Previously, there had been talk of Indonesia focusing on achieving its NDC first before deciding on an open carbon exchange, but later the government made arrangements for the NDC target to be calculated each year, he said.

“The previous plan was not interesting, while the current one is more interesting,” Indoroyono told the Post on Thursday.

He gave as an example a concession that could absorb a baseline of 10 million tonnes, but later it could absorb 12 million tonnes after implementing mitigation efforts, such as less deforestation and more reforestation, which would result in an excess of 2 million tonnes.

If the concession was obliged to contribute 1.5 million tonnes to the NDC, then it could sell the other half million tonnes through the carbon exchange, he said.

“If there is an excess, it will be prioritized for the NDC target, and the rest for the voluntary carbon market,” he said.

The voluntary market is meant for companies or institutions seeking to voluntarily offset their emissions by purchasing carbon credits from various sources elsewhere.

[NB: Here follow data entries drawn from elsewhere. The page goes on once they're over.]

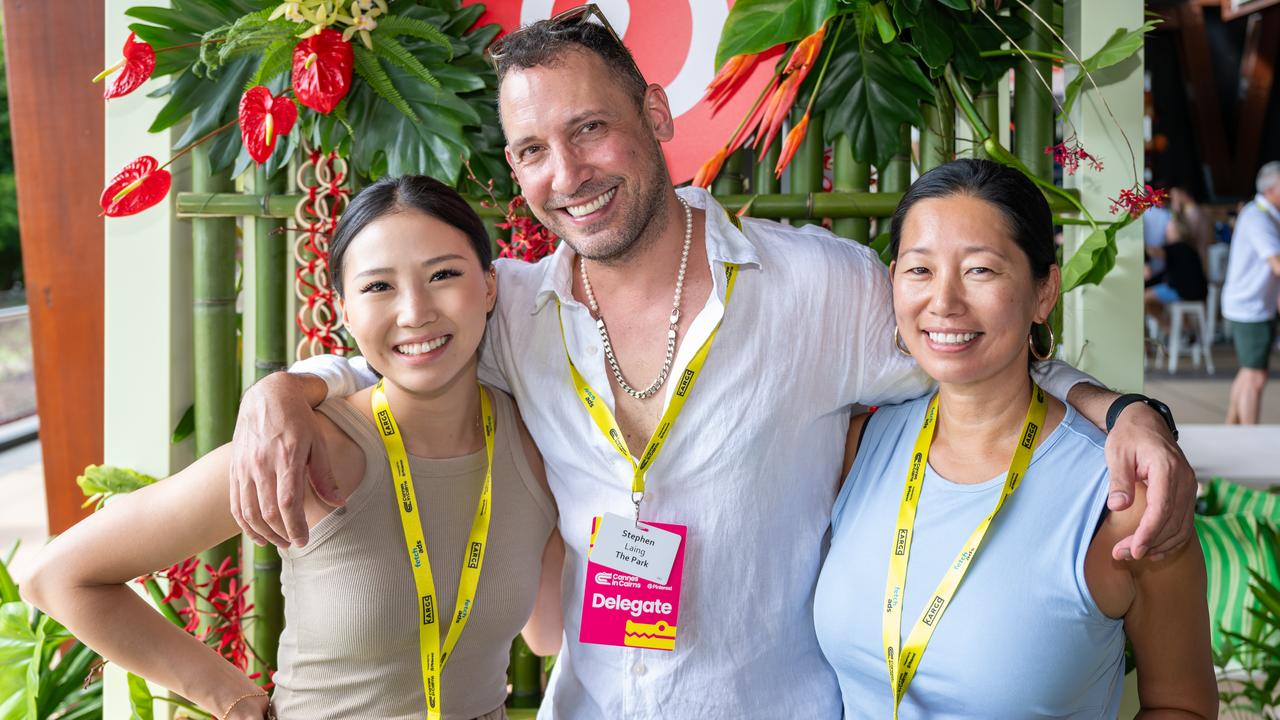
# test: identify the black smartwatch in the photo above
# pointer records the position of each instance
(1127, 400)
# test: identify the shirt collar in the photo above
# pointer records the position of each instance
(725, 244)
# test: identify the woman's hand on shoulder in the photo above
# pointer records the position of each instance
(1165, 618)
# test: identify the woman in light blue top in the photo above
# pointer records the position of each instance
(969, 552)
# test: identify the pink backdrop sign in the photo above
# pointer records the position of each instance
(673, 42)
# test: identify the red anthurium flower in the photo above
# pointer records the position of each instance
(264, 118)
(138, 186)
(138, 62)
(321, 71)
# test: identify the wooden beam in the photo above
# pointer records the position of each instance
(1233, 9)
(56, 121)
(1197, 68)
(1257, 76)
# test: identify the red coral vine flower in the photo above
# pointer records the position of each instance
(1069, 153)
(530, 241)
(138, 63)
(264, 118)
(1136, 200)
(321, 71)
(138, 186)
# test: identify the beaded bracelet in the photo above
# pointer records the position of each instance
(270, 714)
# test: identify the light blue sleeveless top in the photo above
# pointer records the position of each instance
(1023, 637)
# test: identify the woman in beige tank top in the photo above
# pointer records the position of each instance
(411, 261)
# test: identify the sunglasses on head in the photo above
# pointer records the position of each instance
(565, 22)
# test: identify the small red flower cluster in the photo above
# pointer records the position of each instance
(1136, 200)
(223, 625)
(530, 240)
(1069, 153)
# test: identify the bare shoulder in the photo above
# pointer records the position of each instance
(853, 441)
(346, 456)
(531, 454)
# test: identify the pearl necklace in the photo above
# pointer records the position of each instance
(671, 331)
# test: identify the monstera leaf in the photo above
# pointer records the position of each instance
(754, 26)
(869, 92)
(1093, 259)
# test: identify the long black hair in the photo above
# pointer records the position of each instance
(392, 195)
(1024, 209)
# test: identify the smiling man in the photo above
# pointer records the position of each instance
(772, 335)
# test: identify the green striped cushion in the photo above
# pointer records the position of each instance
(1234, 545)
(1226, 499)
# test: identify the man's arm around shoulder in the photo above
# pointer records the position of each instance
(277, 447)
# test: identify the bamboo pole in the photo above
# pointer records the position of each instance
(1033, 105)
(895, 177)
(769, 205)
(987, 104)
(272, 352)
(1033, 110)
(896, 174)
(938, 135)
(849, 176)
(762, 177)
(525, 674)
(807, 168)
(216, 392)
(732, 178)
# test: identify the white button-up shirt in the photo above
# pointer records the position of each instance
(752, 465)
(1251, 287)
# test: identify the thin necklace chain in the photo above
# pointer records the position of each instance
(671, 331)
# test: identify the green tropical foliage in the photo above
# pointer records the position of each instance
(421, 99)
(1252, 661)
(890, 58)
(44, 670)
(10, 250)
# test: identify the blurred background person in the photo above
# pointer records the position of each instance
(1251, 292)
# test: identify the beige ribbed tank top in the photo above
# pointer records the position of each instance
(350, 642)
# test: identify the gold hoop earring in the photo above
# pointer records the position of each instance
(1052, 343)
(897, 342)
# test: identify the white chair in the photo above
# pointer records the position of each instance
(1198, 350)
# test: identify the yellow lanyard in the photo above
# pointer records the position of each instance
(429, 629)
(609, 427)
(903, 665)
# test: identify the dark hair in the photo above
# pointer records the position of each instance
(1020, 203)
(543, 44)
(393, 195)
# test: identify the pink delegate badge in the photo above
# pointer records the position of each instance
(629, 611)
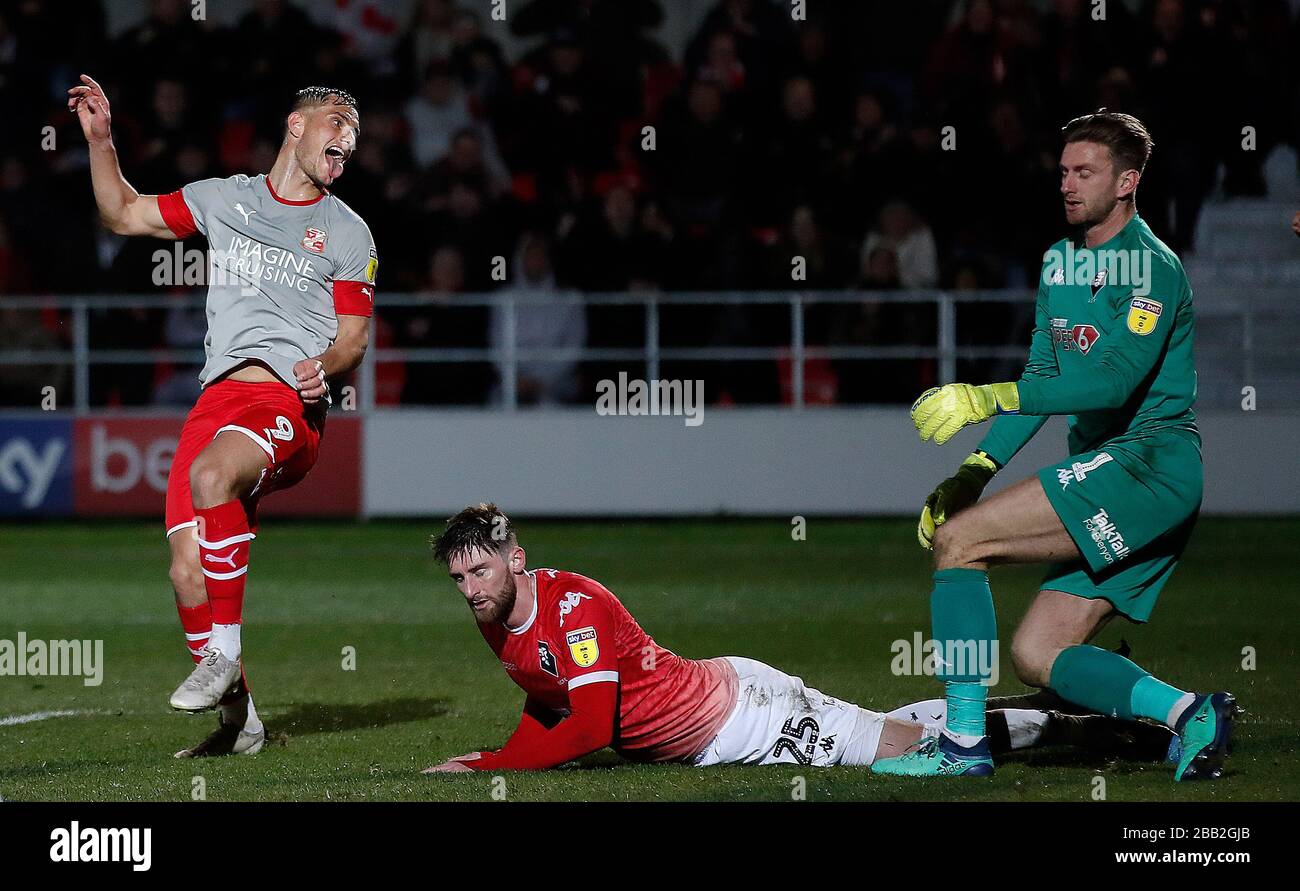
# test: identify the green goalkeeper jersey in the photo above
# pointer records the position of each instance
(1112, 349)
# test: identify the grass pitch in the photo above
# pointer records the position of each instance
(425, 686)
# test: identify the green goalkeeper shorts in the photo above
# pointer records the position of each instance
(1130, 509)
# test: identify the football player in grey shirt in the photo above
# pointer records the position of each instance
(290, 293)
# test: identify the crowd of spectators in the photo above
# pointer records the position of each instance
(824, 139)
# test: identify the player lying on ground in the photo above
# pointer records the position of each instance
(290, 293)
(1113, 349)
(594, 678)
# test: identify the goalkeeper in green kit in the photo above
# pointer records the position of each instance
(1113, 350)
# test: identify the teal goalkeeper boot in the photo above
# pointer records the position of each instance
(941, 756)
(1205, 731)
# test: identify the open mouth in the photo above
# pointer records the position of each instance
(337, 156)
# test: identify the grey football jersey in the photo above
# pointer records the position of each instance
(280, 272)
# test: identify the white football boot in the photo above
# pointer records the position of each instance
(209, 680)
(239, 731)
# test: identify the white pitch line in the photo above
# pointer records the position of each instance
(14, 719)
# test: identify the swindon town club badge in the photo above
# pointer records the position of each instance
(315, 241)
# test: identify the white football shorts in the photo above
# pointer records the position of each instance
(778, 719)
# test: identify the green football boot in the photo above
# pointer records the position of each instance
(1205, 732)
(941, 756)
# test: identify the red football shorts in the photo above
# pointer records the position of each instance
(268, 412)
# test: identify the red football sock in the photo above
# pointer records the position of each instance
(196, 622)
(224, 539)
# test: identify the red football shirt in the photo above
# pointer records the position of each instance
(581, 657)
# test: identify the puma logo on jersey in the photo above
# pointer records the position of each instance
(1078, 471)
(229, 559)
(571, 600)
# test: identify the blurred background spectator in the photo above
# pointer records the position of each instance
(524, 139)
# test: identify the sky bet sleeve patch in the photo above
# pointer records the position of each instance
(1143, 315)
(583, 647)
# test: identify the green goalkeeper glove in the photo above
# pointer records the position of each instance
(941, 411)
(957, 492)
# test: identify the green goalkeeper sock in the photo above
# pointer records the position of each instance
(1108, 683)
(965, 627)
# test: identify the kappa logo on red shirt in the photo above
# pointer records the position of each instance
(315, 241)
(571, 600)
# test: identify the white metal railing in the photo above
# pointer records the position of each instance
(944, 346)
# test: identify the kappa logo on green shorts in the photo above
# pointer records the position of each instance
(1078, 471)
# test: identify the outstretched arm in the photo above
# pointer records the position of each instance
(589, 727)
(341, 357)
(121, 208)
(533, 725)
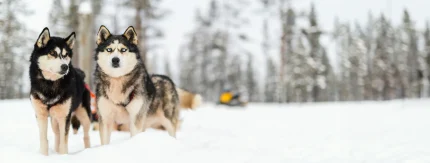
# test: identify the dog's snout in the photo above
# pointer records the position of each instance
(64, 67)
(115, 62)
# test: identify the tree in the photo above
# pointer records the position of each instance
(13, 33)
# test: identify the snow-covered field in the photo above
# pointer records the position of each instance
(377, 132)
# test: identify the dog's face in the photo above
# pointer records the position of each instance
(53, 54)
(117, 55)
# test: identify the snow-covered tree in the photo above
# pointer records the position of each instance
(15, 46)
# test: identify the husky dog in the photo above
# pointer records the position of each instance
(57, 90)
(164, 109)
(124, 89)
(189, 100)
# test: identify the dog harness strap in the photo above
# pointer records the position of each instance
(130, 97)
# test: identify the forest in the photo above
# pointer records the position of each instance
(376, 60)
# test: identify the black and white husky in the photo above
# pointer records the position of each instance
(57, 90)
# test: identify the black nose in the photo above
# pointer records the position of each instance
(115, 62)
(64, 67)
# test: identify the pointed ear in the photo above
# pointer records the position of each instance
(43, 38)
(102, 35)
(131, 35)
(70, 40)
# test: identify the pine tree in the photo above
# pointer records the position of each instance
(408, 61)
(13, 33)
(320, 61)
(384, 71)
(425, 63)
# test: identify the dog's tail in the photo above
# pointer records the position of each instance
(197, 101)
(189, 100)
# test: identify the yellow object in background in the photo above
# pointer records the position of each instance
(225, 97)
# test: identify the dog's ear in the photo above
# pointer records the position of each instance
(43, 38)
(131, 35)
(70, 40)
(102, 35)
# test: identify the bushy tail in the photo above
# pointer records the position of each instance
(189, 100)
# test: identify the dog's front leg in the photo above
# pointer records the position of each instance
(105, 112)
(137, 109)
(42, 114)
(60, 113)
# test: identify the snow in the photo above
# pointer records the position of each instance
(85, 8)
(395, 131)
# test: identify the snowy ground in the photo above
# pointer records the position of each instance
(383, 132)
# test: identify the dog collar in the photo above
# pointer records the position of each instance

The new arrangement would not hinder the government’s NDC target of reducing domestic carbon emissions, he insisted.

Zakki Amali, a research manager at Jakarta-based environment watchdog Trend Asia, doubted claims that involving foreign entities would help the country to meet its NDC targets, adding that it needed to be examined carefully.

For instance, the Energy and Mineral Resources Ministry only targets 500,000 tonnes of carbon dioxide reduction from carbon trading in the power plant subsector this year, which is the country’s second-largest source of emissions after forest and land use.

However, the reduction is regarded by many as too slight, being only equivalent to 0.2 percent of total carbon dioxide emissions from coal power plants, which can amount to 250 million tonnes.

“Carbon trading may be a fake solution to the government’s claim of reducing emissions. The negative environmental impact is likely to remain,” Zakki told the Post on Thursday.

Furthermore, he said the government lacked transparency in verifying and calculating emissions, which may undermine the carbon-trading scheme.

“Without transparency, Indonesia’s carbon trading will only benefit carbon emitters, while the environmental objectives will never be met,” he said.

Carbon trading in Indonesia kicked off this year but is only applied to the power sector so far, while the carbon exchange is still under development. The government plans to expand it to other sectors only after 2025, according to the 2021 Tax Harmonization Law.